Interesting, I've actually never considered doing that. I can see how it would work though. Even if not doing a 10 gallon, say you're making a RIS with a gravity of 1.1--. You could definitely make it happen with two batch sparges without compromising mash thickness. I'm not a fan of the 1 qt/lb mash one bit.
 
Interesting, I've actually never considered doing that. I can see how it would work though. Even if not doing a 10 gallon, say you're making a RIS with a gravity of 1.1--. You could definitely make it happen with two batch sparges without compromising mash thickness. I'm not a fan of the 1 qt/lb mash one bit.

Yeah.. I thought it was really interesting too.

I have never applied it on a 5 gallon batch at this point. I just did my thing with 5 gallon batches and did a single batch sparge and went about my business.

The multi-sparge was only done on the 10 gallon batches out of absolute necessity and it definitely increased my efficiency. I didn't even plan to do it on that first 10 gallon batch (the ill fated Pils I just mentioned), but when I got ready to dump my sparge water in I realized that there was no f*cking way I was going to get it all in there at once, so I cut it in half and did two rinses.

It was a few weeks later that I read about the 2-sparges giving higher efficiency. I did 10 gallons of porter shortly after that and again did the 2-sparge out of necessity, and found again that I got higher efficiency.
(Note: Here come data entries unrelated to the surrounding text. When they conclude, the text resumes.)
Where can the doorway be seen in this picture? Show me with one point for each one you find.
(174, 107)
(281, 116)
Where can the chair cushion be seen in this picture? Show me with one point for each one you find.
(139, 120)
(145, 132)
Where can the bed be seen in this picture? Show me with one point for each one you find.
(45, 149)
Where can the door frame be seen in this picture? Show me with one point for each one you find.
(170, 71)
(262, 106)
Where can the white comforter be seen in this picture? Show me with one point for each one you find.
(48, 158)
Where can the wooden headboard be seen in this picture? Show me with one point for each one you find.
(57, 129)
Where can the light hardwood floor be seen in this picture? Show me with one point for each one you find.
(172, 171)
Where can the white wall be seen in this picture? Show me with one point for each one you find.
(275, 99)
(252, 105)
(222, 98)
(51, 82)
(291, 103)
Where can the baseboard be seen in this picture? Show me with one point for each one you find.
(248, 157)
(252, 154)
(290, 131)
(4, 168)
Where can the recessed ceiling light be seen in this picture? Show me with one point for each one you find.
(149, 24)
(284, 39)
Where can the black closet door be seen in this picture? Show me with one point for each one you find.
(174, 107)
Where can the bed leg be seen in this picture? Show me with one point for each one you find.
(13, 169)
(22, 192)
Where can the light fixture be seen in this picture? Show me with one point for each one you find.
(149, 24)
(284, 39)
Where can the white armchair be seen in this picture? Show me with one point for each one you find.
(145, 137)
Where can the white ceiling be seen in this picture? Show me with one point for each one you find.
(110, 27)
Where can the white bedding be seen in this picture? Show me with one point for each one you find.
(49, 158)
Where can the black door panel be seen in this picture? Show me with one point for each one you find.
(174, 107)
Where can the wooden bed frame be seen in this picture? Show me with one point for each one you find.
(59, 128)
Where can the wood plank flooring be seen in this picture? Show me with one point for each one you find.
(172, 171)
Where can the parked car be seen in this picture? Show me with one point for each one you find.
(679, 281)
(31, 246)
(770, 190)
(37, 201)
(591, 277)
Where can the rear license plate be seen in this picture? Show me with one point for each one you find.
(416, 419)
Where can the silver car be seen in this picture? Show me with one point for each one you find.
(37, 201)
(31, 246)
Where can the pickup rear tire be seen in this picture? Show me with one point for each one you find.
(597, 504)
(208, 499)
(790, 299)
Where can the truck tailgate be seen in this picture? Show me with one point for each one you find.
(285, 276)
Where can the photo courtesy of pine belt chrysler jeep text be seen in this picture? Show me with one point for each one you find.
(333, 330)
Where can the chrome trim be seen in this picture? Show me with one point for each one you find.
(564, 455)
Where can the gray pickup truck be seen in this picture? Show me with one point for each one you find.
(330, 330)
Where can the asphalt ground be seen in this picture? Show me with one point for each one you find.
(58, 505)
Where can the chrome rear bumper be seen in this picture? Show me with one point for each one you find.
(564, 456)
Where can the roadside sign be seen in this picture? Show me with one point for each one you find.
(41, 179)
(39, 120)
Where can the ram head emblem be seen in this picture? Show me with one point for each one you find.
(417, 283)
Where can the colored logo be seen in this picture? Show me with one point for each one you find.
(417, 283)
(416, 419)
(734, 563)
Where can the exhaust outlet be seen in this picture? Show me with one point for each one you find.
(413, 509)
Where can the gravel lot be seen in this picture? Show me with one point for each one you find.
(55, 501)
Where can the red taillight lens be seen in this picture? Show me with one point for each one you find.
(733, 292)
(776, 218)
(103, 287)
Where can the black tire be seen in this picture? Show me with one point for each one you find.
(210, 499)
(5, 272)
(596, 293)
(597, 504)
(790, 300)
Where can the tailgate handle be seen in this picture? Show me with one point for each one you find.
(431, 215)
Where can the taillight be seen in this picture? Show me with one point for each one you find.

I'm convinced. I might try it on a 5 gallon batch to see if it really has to do with the 2-sparges or whether it's just something else about 10 gallon batches that makes my efficiency go up.
 
I can push 1.060 in a five gallon cooler keeping the ratio down towards 1.15. Not ideal, but it can be done. 33qt will be fine, but I would go 40 qt so you can do 10 gallon batches if the need should arise.